Where do all these new languages come from? Determining what constitutes a distinct language is not a straightforward task. Sometimes what we thought were dialects of a single language might get reclassified as separate languages, if it turns out that they are not mutually intelligible. Cultural identities and politics can also occasionally play a role in deciding where to draw the line. Determining whether a language is extinct can be an equally difficult task. In the new edition of the Ethnologue 188 languages have been reclassified from extinct to “dormant”, because they still have a symbolic value for their former speech community and offer the potential for revitalization or may be actively being revitalized. From time to time previously unknown languages are also discovered, as in the very recent announcement of Hawai’i Sign Language. Researchers report these findings to the constantly growing database of the Ethnologue.
With the new Ethnologue edition the website was also given a new, more interactive design which allows you to browse languages not only via the search function but also by clicking on a world map. For many countries there are language maps available that show in which regions certain languages are spoken. Two other new features that might be interesting for language enthusiasts are the Ethnoblog and the Language of the Day Feature.
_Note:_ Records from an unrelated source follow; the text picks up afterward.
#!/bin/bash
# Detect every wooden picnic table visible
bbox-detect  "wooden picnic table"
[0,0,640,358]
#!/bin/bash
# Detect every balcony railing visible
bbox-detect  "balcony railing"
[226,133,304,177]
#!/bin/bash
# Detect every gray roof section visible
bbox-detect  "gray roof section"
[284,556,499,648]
Every day a language is highlighted on the website with a link to its individual language page. The language pages provide the most important information on each, individual language, including the language status and its position in the language cloud - two new metrics in this version of the Ethnologue.
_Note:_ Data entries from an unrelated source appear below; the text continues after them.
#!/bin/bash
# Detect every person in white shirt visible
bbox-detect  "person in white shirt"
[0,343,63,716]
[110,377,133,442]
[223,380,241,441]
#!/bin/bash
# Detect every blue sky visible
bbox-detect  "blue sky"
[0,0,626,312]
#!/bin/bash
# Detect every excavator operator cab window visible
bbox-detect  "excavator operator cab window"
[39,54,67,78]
The language status is measured with the Expanded Graded Intergenerational Disruption Scale (EGIDS), which assigns each language a level of endangerment between 0 - International (e.g. English) to 10 - Extinct. This scale is an expansion of the eight-level GIDS-scale developed by linguist Joshua Fishman in 1991. GIDS was developed to determine the vitality of endangered languages, while EGIDS is applicable to all languages, including world languages and extinct languages, which makes it possible to assign a status to each language of the Ethnologue’s comprehensive database.
The language cloud is a visualization of the vitality of the world’s languages. It combines the EGIDS scale with the number of first language speakers of a given language to position its status of endangerment with respect to all other languages in the world. Each of the 7,105 languages listed in the Ethnologue is represented by a dot. Languages that have a lot of native speakers and are widely used are positioned in the upper left corner while the languages in the lower right corner are extinct or severely endangered languages with a very small number of speakers if any. Every language page features a version of the language cloud with the language’s individual position highlighted (see image).
Mindiri(a language of Papua New Guinea and Language of the Day for March 20, 02013) in the language cloud
The Ethnologue also provides the ISO-codes for all the listed languages. ISO 639 is an internationally recognized coding system of languages. SIL has been the official Registration Authority of the third and most extensive version of the code set, known as ISO 639-3, since 2007. Language names alone do not suffice as uniquie identifiers for any given language since some languages have multiple names and then again other language names are used for a number of languages. The ISO-codes ensure that every language is identifiable by its individual three-letter code.
An interesting side note: there is an ISO-code for not only each of the known living, but also extinct and constructed languages. Esperanto is an artificial language, but has 2 million speakers world wide according to the Ethnologue. The ISO-code for Esperanto is epo. Klingon, another constructed language, might not have as many speakers, but there is an ISO-code for it: tlh. Old English is not included in the Ethnologue because it died out centuries ago, but it still has an ISO-code (ang).
Do you know the ISO-code for the language or languages you speak? Why don’t you look it up in the new edition of the Ethnologue!